Challenges in Automatically Testing for API Business Logic Vulnerabilities

As the world of application development is Shifting Left, it has become increasingly clear that security should play an integral part in this practice. Technical challenges arise when attempting to automate vulnerability detection during the development phase, especially with DAST platforms, and even more so with tools that aim to disrupt an application's business logic.

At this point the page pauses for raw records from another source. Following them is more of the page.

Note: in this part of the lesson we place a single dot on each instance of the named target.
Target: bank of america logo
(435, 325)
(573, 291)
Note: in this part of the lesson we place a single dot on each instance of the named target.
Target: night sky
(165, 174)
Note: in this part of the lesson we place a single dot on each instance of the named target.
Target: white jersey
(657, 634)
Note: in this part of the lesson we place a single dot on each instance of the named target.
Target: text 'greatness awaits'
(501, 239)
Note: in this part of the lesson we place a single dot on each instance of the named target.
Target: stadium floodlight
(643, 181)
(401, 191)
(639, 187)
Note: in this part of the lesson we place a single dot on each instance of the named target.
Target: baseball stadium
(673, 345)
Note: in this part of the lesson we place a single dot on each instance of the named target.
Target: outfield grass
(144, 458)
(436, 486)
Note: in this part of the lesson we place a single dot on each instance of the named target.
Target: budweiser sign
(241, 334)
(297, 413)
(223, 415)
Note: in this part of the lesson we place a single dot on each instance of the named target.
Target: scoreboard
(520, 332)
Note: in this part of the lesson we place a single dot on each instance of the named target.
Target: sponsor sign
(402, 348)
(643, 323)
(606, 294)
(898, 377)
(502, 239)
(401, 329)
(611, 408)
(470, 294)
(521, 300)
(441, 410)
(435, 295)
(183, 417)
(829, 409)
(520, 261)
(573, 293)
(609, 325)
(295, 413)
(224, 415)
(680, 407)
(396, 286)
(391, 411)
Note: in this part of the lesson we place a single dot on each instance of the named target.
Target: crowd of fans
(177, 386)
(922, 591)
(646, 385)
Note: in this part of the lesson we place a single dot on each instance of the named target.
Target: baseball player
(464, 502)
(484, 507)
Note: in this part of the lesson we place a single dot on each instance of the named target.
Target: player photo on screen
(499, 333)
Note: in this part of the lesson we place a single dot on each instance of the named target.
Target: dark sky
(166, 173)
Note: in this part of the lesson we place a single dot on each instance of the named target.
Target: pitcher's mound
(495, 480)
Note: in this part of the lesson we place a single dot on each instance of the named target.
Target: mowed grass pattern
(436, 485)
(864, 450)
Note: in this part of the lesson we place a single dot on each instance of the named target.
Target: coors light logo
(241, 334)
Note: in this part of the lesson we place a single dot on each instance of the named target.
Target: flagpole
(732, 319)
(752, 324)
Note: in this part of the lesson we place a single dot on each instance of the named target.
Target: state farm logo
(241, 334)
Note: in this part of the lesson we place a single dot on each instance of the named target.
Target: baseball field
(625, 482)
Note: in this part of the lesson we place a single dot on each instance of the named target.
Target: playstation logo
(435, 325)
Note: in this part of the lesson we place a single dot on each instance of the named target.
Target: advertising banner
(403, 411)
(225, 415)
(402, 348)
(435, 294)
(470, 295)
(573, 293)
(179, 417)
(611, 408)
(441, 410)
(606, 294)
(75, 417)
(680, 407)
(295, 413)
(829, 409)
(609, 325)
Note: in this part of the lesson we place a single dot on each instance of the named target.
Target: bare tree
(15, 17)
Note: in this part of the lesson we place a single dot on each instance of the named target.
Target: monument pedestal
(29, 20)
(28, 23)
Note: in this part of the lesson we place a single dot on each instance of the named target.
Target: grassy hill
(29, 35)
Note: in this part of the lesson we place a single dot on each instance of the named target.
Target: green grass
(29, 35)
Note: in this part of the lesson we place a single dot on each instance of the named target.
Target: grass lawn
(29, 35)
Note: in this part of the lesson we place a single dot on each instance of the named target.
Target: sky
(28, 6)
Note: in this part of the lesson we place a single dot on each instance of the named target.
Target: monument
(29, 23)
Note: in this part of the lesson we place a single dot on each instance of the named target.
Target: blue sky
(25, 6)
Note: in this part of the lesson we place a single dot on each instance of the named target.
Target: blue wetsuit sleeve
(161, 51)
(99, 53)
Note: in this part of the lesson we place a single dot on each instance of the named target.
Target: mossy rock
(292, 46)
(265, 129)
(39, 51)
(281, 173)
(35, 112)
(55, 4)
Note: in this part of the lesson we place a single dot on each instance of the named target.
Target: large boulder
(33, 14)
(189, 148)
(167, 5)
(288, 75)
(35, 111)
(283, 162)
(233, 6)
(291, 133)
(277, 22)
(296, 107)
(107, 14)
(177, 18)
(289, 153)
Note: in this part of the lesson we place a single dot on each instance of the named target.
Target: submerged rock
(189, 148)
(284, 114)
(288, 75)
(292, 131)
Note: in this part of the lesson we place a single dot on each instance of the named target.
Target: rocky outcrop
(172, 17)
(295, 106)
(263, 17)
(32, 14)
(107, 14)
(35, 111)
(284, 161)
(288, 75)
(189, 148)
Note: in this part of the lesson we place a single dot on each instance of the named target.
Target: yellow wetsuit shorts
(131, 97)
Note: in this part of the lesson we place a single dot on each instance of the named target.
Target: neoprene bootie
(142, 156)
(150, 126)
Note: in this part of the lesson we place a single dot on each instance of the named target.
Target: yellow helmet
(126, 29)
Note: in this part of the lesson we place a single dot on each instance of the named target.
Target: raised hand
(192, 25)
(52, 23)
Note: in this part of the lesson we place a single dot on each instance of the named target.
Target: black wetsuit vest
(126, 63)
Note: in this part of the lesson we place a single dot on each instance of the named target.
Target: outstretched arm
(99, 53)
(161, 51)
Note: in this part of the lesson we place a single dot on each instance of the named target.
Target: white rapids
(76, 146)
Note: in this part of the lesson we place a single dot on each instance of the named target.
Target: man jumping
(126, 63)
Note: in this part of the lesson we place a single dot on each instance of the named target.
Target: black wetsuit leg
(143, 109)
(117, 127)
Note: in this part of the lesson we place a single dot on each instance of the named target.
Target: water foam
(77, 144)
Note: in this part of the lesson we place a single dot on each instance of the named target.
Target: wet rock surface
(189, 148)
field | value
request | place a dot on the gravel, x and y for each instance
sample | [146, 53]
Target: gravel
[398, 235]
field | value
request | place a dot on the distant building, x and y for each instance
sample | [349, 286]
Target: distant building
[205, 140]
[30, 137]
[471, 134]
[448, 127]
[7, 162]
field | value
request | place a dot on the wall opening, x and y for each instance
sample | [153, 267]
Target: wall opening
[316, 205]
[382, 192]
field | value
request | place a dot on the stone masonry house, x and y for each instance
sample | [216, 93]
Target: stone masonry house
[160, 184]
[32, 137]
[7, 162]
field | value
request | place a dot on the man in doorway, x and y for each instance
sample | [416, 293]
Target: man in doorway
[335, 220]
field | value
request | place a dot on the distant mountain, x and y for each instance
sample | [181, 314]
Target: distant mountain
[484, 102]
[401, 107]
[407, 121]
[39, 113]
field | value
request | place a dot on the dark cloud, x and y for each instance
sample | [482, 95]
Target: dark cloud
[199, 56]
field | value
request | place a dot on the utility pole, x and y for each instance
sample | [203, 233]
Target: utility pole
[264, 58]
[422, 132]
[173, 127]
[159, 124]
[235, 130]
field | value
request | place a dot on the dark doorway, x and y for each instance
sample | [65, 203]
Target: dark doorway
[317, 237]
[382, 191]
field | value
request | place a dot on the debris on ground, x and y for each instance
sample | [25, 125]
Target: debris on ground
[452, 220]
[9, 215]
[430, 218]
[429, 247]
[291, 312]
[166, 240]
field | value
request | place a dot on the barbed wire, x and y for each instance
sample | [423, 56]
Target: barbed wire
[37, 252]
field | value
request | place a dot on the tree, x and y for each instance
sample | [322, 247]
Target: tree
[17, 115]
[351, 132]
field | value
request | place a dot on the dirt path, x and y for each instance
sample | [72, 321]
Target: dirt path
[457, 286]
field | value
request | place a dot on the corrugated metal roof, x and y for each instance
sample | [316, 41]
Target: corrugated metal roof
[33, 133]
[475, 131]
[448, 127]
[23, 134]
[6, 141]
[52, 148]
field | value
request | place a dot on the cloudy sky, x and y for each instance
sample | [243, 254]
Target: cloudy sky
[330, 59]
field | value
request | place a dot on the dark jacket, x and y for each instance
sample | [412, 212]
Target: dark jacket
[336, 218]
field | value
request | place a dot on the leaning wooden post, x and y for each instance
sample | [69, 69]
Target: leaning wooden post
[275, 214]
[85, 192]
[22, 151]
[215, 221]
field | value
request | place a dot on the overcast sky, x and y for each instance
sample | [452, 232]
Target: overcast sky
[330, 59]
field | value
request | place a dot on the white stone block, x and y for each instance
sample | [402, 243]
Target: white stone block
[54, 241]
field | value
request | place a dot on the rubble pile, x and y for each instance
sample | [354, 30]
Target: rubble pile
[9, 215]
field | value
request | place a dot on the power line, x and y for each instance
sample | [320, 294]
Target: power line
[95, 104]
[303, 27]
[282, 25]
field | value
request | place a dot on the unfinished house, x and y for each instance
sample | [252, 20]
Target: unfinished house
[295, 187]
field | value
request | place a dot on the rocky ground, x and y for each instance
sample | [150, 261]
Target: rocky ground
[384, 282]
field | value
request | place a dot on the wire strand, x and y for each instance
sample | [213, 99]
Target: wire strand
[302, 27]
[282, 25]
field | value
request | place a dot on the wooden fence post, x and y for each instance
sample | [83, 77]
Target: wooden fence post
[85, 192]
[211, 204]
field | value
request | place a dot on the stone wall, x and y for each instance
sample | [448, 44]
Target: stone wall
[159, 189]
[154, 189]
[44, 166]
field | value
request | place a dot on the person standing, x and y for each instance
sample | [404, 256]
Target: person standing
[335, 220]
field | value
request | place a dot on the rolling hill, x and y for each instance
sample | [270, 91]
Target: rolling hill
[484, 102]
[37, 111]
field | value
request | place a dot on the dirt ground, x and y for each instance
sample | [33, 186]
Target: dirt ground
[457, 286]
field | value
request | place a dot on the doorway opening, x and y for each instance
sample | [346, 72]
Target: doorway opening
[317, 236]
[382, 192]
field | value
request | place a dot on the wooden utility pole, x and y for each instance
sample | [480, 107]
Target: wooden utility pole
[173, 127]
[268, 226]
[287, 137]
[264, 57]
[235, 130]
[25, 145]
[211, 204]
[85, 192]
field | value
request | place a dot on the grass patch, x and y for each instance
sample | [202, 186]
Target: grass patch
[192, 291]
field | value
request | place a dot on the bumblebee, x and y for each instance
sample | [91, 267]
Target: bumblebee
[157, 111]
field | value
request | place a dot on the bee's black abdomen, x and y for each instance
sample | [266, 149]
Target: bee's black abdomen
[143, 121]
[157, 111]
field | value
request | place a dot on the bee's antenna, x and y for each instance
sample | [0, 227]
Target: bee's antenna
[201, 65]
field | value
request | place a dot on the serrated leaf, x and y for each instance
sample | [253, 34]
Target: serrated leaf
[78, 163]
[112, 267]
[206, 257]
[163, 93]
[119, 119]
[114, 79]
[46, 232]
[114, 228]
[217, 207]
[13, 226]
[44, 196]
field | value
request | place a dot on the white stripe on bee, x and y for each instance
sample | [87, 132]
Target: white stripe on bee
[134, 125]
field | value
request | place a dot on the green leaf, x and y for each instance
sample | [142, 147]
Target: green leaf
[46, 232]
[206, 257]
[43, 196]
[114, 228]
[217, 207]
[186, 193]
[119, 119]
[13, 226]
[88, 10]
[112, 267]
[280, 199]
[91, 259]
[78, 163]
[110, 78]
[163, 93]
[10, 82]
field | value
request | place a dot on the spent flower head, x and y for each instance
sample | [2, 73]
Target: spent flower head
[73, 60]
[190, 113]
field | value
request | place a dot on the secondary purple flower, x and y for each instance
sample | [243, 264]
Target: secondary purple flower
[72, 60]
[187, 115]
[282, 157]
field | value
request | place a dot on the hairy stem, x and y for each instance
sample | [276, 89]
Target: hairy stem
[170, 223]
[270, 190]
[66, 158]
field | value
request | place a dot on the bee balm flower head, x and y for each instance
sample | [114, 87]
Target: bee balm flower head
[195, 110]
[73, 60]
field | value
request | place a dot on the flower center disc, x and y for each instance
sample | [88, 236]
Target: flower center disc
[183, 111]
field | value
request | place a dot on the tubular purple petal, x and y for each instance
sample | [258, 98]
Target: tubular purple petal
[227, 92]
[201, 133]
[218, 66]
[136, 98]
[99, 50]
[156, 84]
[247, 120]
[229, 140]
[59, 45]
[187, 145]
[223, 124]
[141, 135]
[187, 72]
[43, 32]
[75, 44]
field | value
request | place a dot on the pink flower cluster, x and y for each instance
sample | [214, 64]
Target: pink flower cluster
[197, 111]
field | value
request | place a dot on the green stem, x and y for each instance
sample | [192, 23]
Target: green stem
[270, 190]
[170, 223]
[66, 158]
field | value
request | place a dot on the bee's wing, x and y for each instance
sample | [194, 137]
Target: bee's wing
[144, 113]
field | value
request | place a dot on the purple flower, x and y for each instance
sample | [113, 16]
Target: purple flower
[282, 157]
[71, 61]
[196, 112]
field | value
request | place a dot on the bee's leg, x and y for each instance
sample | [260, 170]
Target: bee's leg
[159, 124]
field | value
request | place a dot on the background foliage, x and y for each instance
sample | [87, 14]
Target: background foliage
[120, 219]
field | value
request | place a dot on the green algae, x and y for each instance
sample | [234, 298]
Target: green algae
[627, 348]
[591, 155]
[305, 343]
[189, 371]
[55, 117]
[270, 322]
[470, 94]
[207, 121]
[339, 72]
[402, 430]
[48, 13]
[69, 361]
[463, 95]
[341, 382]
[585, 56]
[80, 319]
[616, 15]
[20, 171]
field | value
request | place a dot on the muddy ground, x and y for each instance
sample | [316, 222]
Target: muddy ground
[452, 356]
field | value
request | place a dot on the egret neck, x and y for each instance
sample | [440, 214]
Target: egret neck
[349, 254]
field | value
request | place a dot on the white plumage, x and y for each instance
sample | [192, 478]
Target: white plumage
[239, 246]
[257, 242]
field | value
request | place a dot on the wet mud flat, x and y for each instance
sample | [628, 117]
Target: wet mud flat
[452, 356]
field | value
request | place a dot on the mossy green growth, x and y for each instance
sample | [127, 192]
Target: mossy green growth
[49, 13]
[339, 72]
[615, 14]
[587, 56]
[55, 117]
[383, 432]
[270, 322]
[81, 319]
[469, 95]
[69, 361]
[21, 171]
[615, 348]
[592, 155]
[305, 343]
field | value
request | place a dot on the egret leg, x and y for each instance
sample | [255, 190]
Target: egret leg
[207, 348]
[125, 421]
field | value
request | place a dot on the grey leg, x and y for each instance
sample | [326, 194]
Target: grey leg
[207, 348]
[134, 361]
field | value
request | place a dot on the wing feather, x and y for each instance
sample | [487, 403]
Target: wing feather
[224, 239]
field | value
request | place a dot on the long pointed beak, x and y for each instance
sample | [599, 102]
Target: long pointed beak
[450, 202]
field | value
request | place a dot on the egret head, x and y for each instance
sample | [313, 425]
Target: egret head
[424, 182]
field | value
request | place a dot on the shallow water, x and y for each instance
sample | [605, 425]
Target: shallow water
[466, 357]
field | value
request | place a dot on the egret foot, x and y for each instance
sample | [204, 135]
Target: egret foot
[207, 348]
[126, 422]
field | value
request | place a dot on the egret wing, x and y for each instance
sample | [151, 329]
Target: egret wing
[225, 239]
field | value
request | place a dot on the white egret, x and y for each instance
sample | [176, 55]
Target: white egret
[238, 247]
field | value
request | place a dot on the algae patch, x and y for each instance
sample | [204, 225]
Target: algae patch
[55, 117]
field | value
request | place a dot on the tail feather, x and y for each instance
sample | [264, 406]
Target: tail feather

On the one hand, when done correctly, DAST tools have the potential to uncover deep and impactful business logic vulnerabilities like no other type of security tool. On the other hand, how can these tools (and their users) ensure that no stone is left unturned? Has the security test truly understood and challenged the business logic of the application? Has it consumed and subsequently broken all the different flows presented to the client?

In this session, Nir Meiron, Research Team Lead of Noname Security, will present his approach to how the industry can address this challenge, while focusing on the problem of automatically testing APIs for business logic vulnerabilities. Nir will introduce the concepts, methodologies, and algorithms created by his team in their effort to develop an API-oriented DAST tool.

We will explore the challenges involved in automatically testing for critical API vulnerabilities like BOLA and BFLA, and discuss the steps the team took to give a computer the capabilities of a real-life penetration tester.

By leveraging sophisticated mechanisms that map the resources managed by an application, understand the connections between APIs and their purposes, and even verify successful API consumption when interacted with, the team aims to automatically learn the application's business logic. This crucial phase is the key to achieving our goal, and Nir will share insights into how it was accomplished.